Pendant qu’il était en Sibérie, Lénine correspondait avec deux autres déportés, Martov et Potressov, qui étaient fondamentalement d’accord avec lui sur le plan pour un journal et une organisation nationaux. Ils s’écrivaient longuement sur l’avenir du journal : qui devrait écrire pour lui, quand devait-il être imprimé, comment devait-il être introduit clandestinement dans les villes, quelle serait sa position sur toute une série de questions. Les trois étaient très proches, ayant à peu près le même âge (Potressov ayant un an de plus, Martov trois ans de moins que Lénine), leur temps de déportation devant se terminer plus ou moins en même temps, et tous trois partant à l’étranger pour poursuivre le plan de lancement du journal. Ils considéraient tous trois Plékhanov comme leur maître. Ils étaient si proches, en fait, que Lénine les appelait « la triple alliance ».

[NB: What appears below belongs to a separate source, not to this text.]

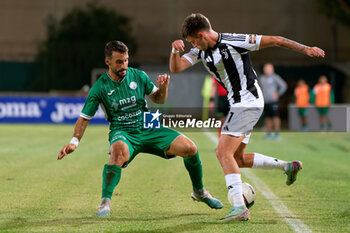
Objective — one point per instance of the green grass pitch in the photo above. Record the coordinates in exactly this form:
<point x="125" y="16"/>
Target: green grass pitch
<point x="40" y="194"/>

Lénine défendait la nécessité d'un organe central dans un article intitulé Notre tâche immédiate, rédigé vers la fin de 1899, ou encore dans Une question urgente, écrit à la même époque.

En 1900 eut lieu une réunion clandestine à Pskov, où Lénine s'était établi à son retour de Sibérie. Parmi les présents : Lénine, Martov, Potressov, deux militants locaux, Stepan et Loubov Radtchenko, ainsi que Strouvé et Tougane-Baranowski. Ces deux derniers proposaient de fonder un journal libéral bourgeois, Osvobojdénié (Libération) et comme ils ne voulaient pas rompre avec le mouvement ouvrier, ils cherchaient à réaliser une sorte de coalition entre les libéraux illégaux d’alors et les social-démocrates illégaux. Les autres défendaient au contraire le lancement d'un journal social-démocrate, l'Iskra. Dans cette idée, Lénine partit pour l’étranger avec Potressov.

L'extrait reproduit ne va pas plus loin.